"Can't be the woman!" said Joe excitedly. "Why, she's as dead as a herrin'!"

"I have it, boys!" shouted Tom, as he jumped up excitedly and cut a caper. "It's the darned ole cat!"

A look of great relief passed over each countenance at the thought.

Tom, meanwhile, lifted up the locker lid, disclosing the rescued cat, which, together with her two bairns, were stowed in the locker shortly after being saved from the flood. The animals were snuggled together on a cornsack, and looked the very picture of contentment.

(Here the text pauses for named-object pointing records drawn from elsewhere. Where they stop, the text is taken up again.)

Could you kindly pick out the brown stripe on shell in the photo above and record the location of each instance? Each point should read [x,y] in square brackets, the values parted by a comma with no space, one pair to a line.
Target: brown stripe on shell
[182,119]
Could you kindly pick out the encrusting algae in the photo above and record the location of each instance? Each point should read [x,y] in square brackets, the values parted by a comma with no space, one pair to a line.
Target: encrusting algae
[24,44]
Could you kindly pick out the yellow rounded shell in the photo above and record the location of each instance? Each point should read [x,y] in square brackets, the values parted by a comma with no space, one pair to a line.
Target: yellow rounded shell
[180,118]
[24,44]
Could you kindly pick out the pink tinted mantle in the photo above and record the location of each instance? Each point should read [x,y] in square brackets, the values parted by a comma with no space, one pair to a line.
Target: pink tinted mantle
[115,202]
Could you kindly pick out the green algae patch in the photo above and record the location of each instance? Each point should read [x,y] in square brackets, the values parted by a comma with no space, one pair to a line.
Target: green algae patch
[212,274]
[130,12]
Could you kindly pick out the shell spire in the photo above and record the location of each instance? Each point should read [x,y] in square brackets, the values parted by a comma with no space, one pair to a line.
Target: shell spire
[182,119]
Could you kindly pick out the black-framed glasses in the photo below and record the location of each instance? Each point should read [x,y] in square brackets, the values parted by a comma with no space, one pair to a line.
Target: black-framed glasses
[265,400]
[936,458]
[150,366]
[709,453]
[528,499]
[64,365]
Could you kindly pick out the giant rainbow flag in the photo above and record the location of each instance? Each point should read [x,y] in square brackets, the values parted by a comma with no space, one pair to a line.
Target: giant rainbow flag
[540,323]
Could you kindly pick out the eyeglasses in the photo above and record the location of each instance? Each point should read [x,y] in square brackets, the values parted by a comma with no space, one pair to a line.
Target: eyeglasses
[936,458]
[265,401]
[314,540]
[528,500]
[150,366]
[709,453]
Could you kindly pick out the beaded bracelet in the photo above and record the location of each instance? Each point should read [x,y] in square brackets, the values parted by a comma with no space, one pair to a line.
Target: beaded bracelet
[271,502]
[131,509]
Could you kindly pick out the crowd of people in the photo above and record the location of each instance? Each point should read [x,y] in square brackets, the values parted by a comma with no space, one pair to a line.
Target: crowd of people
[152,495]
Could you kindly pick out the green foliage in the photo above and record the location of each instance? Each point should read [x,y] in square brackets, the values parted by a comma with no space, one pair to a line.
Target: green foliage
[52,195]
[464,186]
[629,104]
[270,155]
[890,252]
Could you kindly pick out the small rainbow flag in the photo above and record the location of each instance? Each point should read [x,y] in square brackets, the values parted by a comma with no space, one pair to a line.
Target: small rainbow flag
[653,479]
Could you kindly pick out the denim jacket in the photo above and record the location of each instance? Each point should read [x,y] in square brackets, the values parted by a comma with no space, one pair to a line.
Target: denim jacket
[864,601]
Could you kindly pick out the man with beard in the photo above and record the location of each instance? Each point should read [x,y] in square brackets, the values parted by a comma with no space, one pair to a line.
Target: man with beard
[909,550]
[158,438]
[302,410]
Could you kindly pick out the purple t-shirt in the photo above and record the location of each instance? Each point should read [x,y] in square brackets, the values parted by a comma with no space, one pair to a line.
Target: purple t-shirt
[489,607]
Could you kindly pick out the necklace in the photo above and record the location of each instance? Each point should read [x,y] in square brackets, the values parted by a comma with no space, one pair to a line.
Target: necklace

The kittens were dining baby fashion, and the mother's purr declared the very excess of maternal rapture.

On seeing the boys, pussy gave a low, affectionate miaow, and made a sympathetic movement of the tail, as if to say: "Thank you a thousand times, young gentlemen, for the good deed which we never, never shall forget." And then, motherlike, proceeded to "lick" her offspring.

"It's not the cat, Tom."

"Well, what on earth, water, or air is it?"

The mystery is insoluble. As the boys look down upon the happy and contented felines, they one and all reject Tom's confident affirmation of a moment before. If not the cat, what then?

Again the tiny, shrill cry arose, but not from the cat's mouth. It came from the tree above, and as the startled youths looked up they saw the overhanging end of the blanket agitated.